Health and Care for Dependent Persons. An Economic Perspective at the Start of the SAAD

Juan Oliva y Ana Tur Prats

SUMMARY

At the beginning of the new century, Spain had low levels of social expenditure associated to long-term care in comparison with other European countries. The family institution was still playing a prevailing role as the main protection network to satisfy the needs of dependent people, whilst the character of the public action was subsidiary at the time. The demographic projections (population aging), along with the social changes that took place in the last decades (familiy size reduction, women’s increasing participation in the labour market…) seriously threatened the future sustainability of this system from a few decades perspective.
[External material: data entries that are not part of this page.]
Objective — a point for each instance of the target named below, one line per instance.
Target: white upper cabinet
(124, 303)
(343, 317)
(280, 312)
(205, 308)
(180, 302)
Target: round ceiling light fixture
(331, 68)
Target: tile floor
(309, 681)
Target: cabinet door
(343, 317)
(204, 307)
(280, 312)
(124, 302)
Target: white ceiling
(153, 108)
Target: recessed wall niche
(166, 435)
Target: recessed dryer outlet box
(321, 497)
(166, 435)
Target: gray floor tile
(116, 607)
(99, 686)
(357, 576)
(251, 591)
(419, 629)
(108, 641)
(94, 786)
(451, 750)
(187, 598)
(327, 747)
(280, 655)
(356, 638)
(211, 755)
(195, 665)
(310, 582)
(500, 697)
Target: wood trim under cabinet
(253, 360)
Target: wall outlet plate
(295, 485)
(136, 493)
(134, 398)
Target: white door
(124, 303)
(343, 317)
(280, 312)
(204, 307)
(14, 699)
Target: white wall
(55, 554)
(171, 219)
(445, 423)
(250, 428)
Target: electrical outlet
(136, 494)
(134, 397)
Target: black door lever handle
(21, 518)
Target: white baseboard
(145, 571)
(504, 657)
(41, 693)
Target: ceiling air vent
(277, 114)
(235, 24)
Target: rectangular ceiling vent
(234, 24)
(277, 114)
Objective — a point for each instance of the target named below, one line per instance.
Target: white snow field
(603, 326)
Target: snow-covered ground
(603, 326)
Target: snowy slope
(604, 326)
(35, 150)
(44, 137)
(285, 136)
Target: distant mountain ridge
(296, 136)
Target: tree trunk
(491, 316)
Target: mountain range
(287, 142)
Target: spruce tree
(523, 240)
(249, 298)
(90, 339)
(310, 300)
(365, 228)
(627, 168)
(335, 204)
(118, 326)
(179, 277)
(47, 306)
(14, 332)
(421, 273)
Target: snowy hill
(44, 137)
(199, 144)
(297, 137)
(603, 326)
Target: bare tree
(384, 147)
In this context, by the end of 2006, the Act on the Promotion of Personal Autonomy and Care for Dependent Persons, that involves the creation of the System for Autonomy and Attention to Dependence (SAAD) was approved in Spain. This new model of caring for dependent people, which is universalist and decentralized, involves different types of benefits, both economic and in-kind, and is foreseen to be completely established in 2015.

This paper aims at taking a closer look at the situation of the assistance to dependent people in Spain and at exposing the key features to understand the possible evolution of the new system from an economic perspective. So then, following an introduction on the concepts of disability and dependence, the question if older people in the future will be more or less healthy than our older contemporaries today is undertaken. This is a key point to understand the future evolution of the above mentioned assistance system. After this, we go on to describe the fundamental characteristics of the systems that provide assistance to dependent people in different countries, with special emphasis on the Spanish formal and informal care networks prior to the creation of the SAAD. Then, we focus on the description of the main characteristics of the SAAD, drawing attention to the conditions that would allow the system to be financially sustainable. The end of the article introduces a series of conclusions and reflections on the possibilities that the cooperation and the coordination among different actors of the system offer, and claims this to be a necessary though maybe not a sufficient condition to reach the sustainability of a system that is to be born in a complex context and that should undertake important future challenges.